By Cole Gee | Staff Writer
As his administration settles in for a second term, President Trump has begun to enact his own vision for the future of the U.S. economy. More specifically, Trump has plans to use high tariffs to even the playing field between Mexico, Canada and China.
President Trump himself has stated that he plans on introducing the tariff sometime around Feb. 1. Tariffs, as a refresher, are a form of tax applied on imports from other countries.
While it’s highly debated how widespread the effects of these tariffs may be, the resounding agreement among economists and global trade experts is that Americans should be prepared to see products become much more expensive.
Lourenco Paz is an associate professor of economics. Based on his experience, he believes that many of President Trump’s claims on tariffs are simply “negotiating tactics” for his economic or immigration policies.
“When you look at Canada and Mexico, they are much smaller relative to the United States,” Paz said. “So in this context, they would have more to lose from a tariff war. So in this case, it’s more likely that they will go to the negotiation table.”

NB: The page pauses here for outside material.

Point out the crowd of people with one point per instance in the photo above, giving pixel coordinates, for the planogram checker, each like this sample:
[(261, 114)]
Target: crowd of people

This is a common tactic for President Trump as he reached nationwide celebrity status for his 1987 book, “The Art of the Deal” and his show, “The Celebrity Apprentice.” This isn’t the first time the administration has played hardball with Canada and Mexico. During his first term in 2018, he renegotiated NAFTA (North American Free Trade Agreement) to secure better benefits for American vehicle manufacturers, which then created the United States–Mexico–Canada Agreement or the USMCA.
The belief is that these tariffs will help bring Canada and Mexico to the negotiating table, so President Trump can begin the process of bringing back more manufacturing jobs to the U.S.. However, this process might not be as cut and dry as it looks on paper.
“One of the problems of the current administration is that you never know exactly what they have in mind — if this tariff threat is just because of immigration or they are setting the stage for next year’s trade agreement to USMCA renegotiation,” Paz said.
With the U.S. current inflation rate at 2.89% and the federal government’s long-term goal to bring it down to 2%, the biggest fear going into this new tariff-driven economic plan is sparking a trade war. If other countries implement their own tariffs in retaliation against the U.S., it could drive up prices for everyday products across the country.
Wayne Hampton has 30 years of experience in international business and manufacturing, and he currently works as a lecturer at the Hankamer School of Business. He described President Trump’s business and economic practice as a “zero-sum strategy,” meaning there are winners and losers in business. When it comes to the global economy, no country wants to be a loser.
“So in economics, if you think in terms of zero-sum strategy, it basically means we’re gonna win, you’re gonna lose,” Hampton said. “We’re gonna gain jobs and you’re gonna lose jobs. And generally speaking, that profits nobody within the global economy. It may appear that we’re winning, but we’re now integrated into a global economy. And you have to be win-win.”
Future tariffs will more likely be felt by the average American than the corporations or countries he applies these proposed tariffs to. In a time when many Americans are struggling to pay for groceries and other essential items, many economists hope he’s prepared to offer a fair deal at the negotiating table.
“Well, I know Trump knows this,” Hamtpon said. “I know that he’s got smart economists who consult him. They all know this, but the tariffs will do nothing but make prices higher for you and I at a time when we don’t want that. We need prices to come down. So he’s a big talker. But he’s masterful at negotiating and transactions. So I think a lot of what we’re seeing is his shock and awe tactics to get people to come to the table and negotiate.”